Why, then, did the Windows shell team invent pidls when monikers do the same thing?
The fundamental difference between pidls and monikers is not in what you can do with them, but rather in their “bias”. A moniker is a COM object. This means that its primary existence is in the form of a COM interface (
IMoniker), which means that the code behind the object is loaded and ready. You can convert it to a persistence format, but that’s not how monikers really spend their lives. If you have an array of monikers, all the code behind those objects has been loaded and initialized.
A pidl, on the other hand, spends most of its life in its persistence format. Only when you bind to it does a live COM object come out. Consider, for example, the case where you enumerated the contents of a shell folder.

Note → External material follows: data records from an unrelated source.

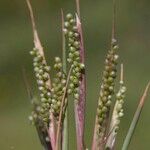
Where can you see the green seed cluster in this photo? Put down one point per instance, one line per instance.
(107, 87)
(118, 109)
(73, 39)
(42, 75)
(58, 87)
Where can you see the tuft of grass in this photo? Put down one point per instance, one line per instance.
(50, 108)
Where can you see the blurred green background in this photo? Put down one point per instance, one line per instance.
(133, 31)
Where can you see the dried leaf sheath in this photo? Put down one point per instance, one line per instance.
(38, 46)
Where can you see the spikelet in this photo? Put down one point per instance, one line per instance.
(42, 76)
(72, 38)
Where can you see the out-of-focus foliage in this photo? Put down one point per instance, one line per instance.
(16, 41)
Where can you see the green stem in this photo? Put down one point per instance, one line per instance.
(135, 120)
(65, 131)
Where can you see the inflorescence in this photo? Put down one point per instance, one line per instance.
(73, 40)
(42, 75)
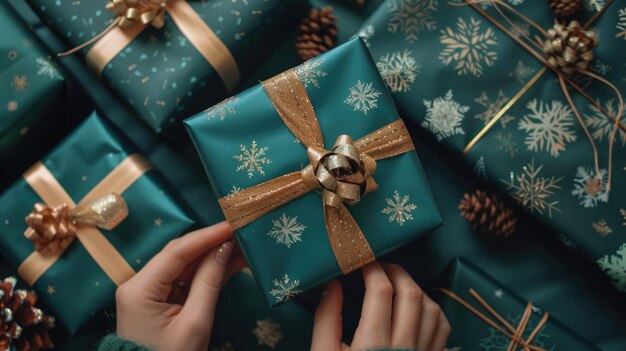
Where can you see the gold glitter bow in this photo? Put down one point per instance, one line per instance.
(52, 229)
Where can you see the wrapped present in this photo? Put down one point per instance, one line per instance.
(265, 177)
(93, 188)
(170, 58)
(541, 113)
(485, 315)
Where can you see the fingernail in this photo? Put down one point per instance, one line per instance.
(223, 253)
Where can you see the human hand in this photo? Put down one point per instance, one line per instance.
(170, 303)
(396, 314)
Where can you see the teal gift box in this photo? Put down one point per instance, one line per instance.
(161, 74)
(93, 160)
(289, 245)
(537, 152)
(468, 284)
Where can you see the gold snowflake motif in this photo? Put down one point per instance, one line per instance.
(267, 333)
(20, 83)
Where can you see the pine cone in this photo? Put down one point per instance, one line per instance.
(21, 324)
(487, 214)
(317, 33)
(569, 48)
(564, 8)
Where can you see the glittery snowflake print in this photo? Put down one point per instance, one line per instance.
(548, 126)
(521, 73)
(399, 70)
(267, 333)
(286, 230)
(309, 72)
(615, 267)
(601, 126)
(496, 341)
(285, 288)
(363, 97)
(590, 187)
(492, 108)
(223, 109)
(399, 209)
(46, 68)
(532, 190)
(444, 116)
(601, 227)
(411, 17)
(469, 48)
(20, 83)
(252, 159)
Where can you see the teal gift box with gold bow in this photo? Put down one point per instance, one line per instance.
(539, 121)
(95, 213)
(306, 211)
(170, 58)
(485, 315)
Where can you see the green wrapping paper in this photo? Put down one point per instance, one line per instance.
(469, 332)
(75, 287)
(537, 152)
(161, 75)
(294, 236)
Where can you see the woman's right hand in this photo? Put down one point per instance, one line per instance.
(396, 314)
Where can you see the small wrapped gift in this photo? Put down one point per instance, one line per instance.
(291, 195)
(539, 120)
(169, 58)
(485, 315)
(93, 188)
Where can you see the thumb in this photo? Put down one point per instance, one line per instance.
(199, 308)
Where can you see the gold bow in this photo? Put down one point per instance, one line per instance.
(52, 229)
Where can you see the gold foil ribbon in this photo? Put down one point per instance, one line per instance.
(515, 334)
(291, 101)
(95, 243)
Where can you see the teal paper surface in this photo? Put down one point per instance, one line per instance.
(229, 133)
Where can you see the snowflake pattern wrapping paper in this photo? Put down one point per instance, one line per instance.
(477, 335)
(160, 74)
(294, 235)
(537, 153)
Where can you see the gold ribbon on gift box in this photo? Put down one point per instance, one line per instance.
(133, 16)
(543, 48)
(344, 174)
(54, 226)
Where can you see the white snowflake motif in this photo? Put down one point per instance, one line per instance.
(363, 97)
(267, 333)
(252, 159)
(286, 230)
(309, 72)
(532, 190)
(411, 17)
(223, 109)
(548, 127)
(492, 108)
(399, 70)
(399, 210)
(615, 267)
(601, 125)
(444, 116)
(590, 187)
(46, 68)
(470, 49)
(285, 288)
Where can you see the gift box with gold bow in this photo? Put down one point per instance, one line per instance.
(538, 118)
(328, 183)
(486, 315)
(170, 58)
(82, 220)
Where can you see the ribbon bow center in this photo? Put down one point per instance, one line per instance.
(344, 173)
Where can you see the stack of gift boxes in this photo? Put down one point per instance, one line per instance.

This produces a pidl for each item in the folder, but producing and retaining that pidl doesn’t require that the code for each item be loaded and initialized. A folder with a thousand items produces a thousand little chunks of data, not a thousand COM objects. Consider, for example, a folder that contains a dozen Excel spreadsheets. If you enumerate the contents of the folder, you don’t want Excel to fire up and load each of those spreadsheets to give you a dozen live, running spreadsheet objects. At this stage, you are just talking about that spreadsheet file. It’s not until the user double-clicks on other otherwise tries to activate that spreadsheet that you want Excel to start up.
Since the shell spends nearly all its time talking about things and comparatively rarely talks to them, an object that spends most of its time “dead” was more appropriate. You might say that the difference between pidls and monikers is a matter of life and death.